Monday, May 28, 2007

Skeptic becomes sold on TNIV

Kristy has been Frustrated by Bibles. She's been searching for a version she could trust and feel comfortable with. She blogs:
One of my problems lately has been an over-awareness of translation. I could feel the interpretation of the translators working under the surface of the text, and it made me skeptical. How could I be sure that the translator hadn't been fidgeting with the meaning of the text? I knew this was a problem, and I wanted to make sure that I could trust as much as possible whatever version I bought.

On a whim, I decided to investigate the TNIV. I heard horrible things about it, but I wanted to make sure it was as bad as I heard. To my surprise, of all the translations that I had read, it was the one that made me feel the least skeptical. I really have no idea why that was. I started reading Luke, and I looked up and found myself at chapter four, sucked into the story. I was surprised, but I was sold, so I skipped off to Borders to claim a copy.

Read the rest of her post to find what happened.

6 comments:

anonymous said...

I'm mystified by ythe title for this post. Kristy planned to buy a TNIV, but after concluding that Zondervan made the worst Bibles, she decided to buy a NRSV. Shouldn't the title of the post be: "Believer cannot find an acceptable copy of TNIV, and becomes sold on NRSV."

Of all the Bibles on the shelf at Borders, the ones published by Zondervan were the worst. There were by far many more pop-up boxes and section headings per page than any other publisher I picked up. I was greatly disappointed. Since the TNIV is only published by Zondervan, I walked out of Borders with a Catholic edition of the NRSV. It was better than the rest, but I was still settling.

Wayne Leman said...

Yes, Anon. You make a good point. The title of my post comes from Kristy herself who said:

"I was surprised, but I was sold, so I skipped off to Borders to claim a copy."

She became sold on the text of the TNIV. But she just could not find an edition acceptable to her at Borders.

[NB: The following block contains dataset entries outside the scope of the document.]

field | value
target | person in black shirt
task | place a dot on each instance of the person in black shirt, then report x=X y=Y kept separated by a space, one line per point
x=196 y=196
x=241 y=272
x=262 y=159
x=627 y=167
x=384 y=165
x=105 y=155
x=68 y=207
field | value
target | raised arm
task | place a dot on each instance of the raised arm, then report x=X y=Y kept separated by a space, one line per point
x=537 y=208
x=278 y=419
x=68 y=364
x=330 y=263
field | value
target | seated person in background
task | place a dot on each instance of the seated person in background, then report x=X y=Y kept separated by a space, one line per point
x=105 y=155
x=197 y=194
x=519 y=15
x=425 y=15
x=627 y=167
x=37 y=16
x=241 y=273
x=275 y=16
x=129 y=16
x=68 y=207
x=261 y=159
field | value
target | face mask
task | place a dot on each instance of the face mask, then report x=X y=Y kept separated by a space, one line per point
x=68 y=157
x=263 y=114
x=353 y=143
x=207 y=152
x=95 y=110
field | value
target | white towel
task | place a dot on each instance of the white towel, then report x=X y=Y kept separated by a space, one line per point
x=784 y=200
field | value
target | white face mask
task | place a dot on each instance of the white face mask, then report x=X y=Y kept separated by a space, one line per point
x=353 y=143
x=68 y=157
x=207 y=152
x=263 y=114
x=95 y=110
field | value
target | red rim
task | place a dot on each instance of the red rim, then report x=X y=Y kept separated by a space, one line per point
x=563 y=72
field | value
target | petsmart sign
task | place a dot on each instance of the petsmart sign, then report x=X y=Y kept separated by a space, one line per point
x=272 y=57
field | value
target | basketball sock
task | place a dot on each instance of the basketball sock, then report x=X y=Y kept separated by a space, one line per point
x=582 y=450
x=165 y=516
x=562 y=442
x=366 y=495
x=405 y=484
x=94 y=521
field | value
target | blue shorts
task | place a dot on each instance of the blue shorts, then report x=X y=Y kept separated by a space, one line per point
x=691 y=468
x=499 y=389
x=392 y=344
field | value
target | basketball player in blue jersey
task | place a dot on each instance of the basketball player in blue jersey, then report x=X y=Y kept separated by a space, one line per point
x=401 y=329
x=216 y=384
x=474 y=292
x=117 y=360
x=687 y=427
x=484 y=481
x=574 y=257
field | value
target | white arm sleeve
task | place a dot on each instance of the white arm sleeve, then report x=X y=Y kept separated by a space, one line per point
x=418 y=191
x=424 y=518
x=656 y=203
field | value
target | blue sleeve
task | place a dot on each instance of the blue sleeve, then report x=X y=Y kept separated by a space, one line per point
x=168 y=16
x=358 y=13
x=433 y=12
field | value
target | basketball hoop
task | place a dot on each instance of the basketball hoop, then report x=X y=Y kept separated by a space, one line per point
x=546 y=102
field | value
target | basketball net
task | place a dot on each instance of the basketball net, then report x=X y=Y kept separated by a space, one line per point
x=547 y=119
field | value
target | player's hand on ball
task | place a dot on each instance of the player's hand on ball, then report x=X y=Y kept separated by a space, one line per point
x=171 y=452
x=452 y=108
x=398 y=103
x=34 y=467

The harshest criticism leveled at the TNIV since it was published has been about its text. More recently, people like Rick Mansfield who are already sold on the text of the TNIV, but are much more adept at judging Bible formats and bindings than I am, have been interacting with Zondervan to try to get better editions of the TNIV.

Sorry for mixing apples and oranges in my post.

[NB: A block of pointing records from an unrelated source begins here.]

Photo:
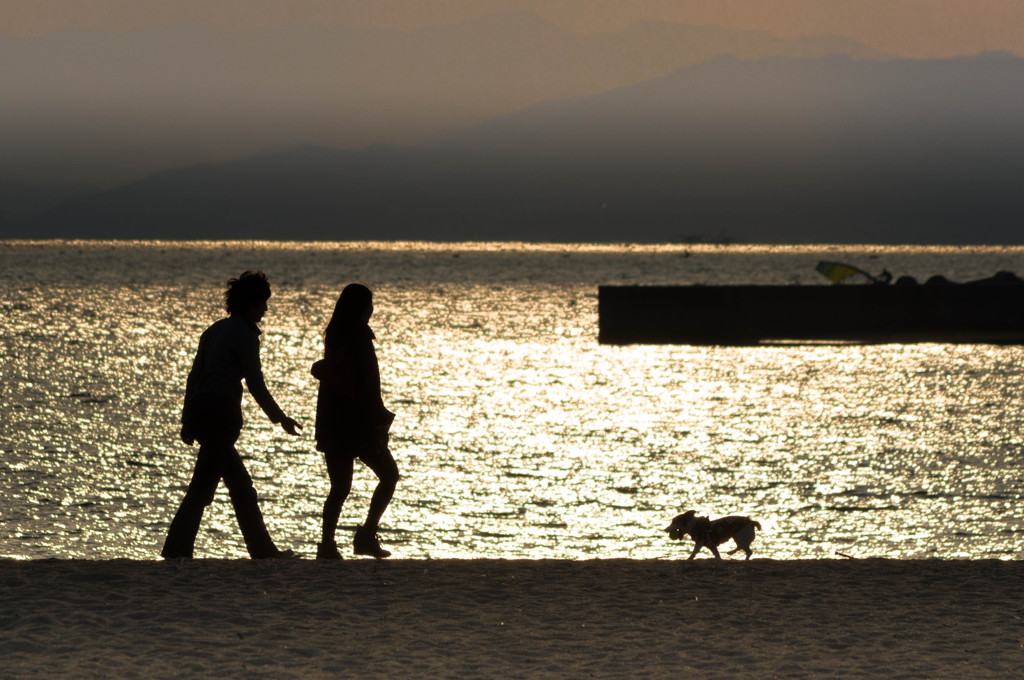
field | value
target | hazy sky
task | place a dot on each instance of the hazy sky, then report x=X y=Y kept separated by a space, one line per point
x=908 y=28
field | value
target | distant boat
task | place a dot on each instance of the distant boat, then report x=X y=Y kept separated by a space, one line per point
x=990 y=310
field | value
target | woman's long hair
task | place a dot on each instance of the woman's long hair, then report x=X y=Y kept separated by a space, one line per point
x=348 y=312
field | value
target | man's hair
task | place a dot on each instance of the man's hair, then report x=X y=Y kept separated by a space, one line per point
x=249 y=288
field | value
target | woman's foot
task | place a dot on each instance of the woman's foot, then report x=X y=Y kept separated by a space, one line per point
x=366 y=543
x=328 y=551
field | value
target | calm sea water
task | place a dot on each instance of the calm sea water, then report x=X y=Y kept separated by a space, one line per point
x=517 y=434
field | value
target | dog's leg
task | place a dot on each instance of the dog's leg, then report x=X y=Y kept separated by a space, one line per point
x=743 y=540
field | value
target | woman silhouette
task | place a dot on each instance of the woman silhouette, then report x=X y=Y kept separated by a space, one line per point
x=351 y=420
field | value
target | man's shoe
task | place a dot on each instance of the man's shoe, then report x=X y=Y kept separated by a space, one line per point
x=328 y=551
x=366 y=543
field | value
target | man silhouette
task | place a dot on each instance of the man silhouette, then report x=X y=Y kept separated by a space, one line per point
x=228 y=352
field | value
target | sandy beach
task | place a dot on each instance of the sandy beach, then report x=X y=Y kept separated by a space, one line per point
x=511 y=619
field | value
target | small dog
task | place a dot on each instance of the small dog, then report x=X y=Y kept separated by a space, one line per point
x=713 y=534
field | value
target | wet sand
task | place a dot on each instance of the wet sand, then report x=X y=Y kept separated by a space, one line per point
x=512 y=619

Do clothes make the man? Well, probably not, but they can sure make the man look better.

MissionalGirl said...

i completely understand why kristy chose as she did...i settled for a basic thinline edition...i'm holding out for the reference edition coming out and since i dont want another study bible...zondervan hopefully is listening to concerns about the quality of bible formats and editions that they've released so far...

R. Mansfield said...

Wayne said, "people like Rick Mansfield who are already sold on the text of the TNIV, but are much more adept at judging Bible formats and bindings than I am, have been interacting with Zondervan to try to get better editions of the TNIV."

Yes, but I've been interacting with them for over a year, and I feel that I've yet to have any direct influence.

Although I was shown early proofs last year of the TNIV Reference Bible and made numerous suggestions, not one of them was followed.

Wayne also said, "Do clothes make the man? Well, probably not, but they can sure make the man look better.

It's more than just clothes here. The TNIV was released with the 18-34 crowd exclusively targeted. A lot of the editions were "cool" looking, and fine for reading, but none were suitable for preaching or teaching out of because of the small typesize, with the possible exception of the thinline XL.

You know, here's an example. I like the TNIV Strive Bible for Men. I've used it quite a bit in our men's ministry at church. Recently I got the leather edition of it I like it so much. It's got a lot going for it because it's not a thinline Bible, it has a single-column text. But the downside is that the text itself is too stinkin' small! I could never use it as a primary teaching Bible. It hits almost all my checkboxes, but like a lot of these Bibles it seems that something's missing.

The TNIV Reference Bible looks like it will be a good solution to some of these woes assuming it doesn't come out as a thinline (I've still heard nothing, almost a week to the day that I was told I'd hear something the next day).

And I imagine I'll use the TNIV Reference as my main TNIV, but even then, I still need a wide margin if I'm ever truly going to make the TNIV my primary Bible.

Peter Kirk said...

What a contrast with Crossway who seem so willing to produce custom editions of ESV. I much prefer TNIV to ESV, but the ESV certainly has the edge on this kind of thing.

anonymous said...

The Reformation Study Bible is published by Ligonier, not Crossway. Nonetheless, Crossway is certainly open to customer suggestions and feedback.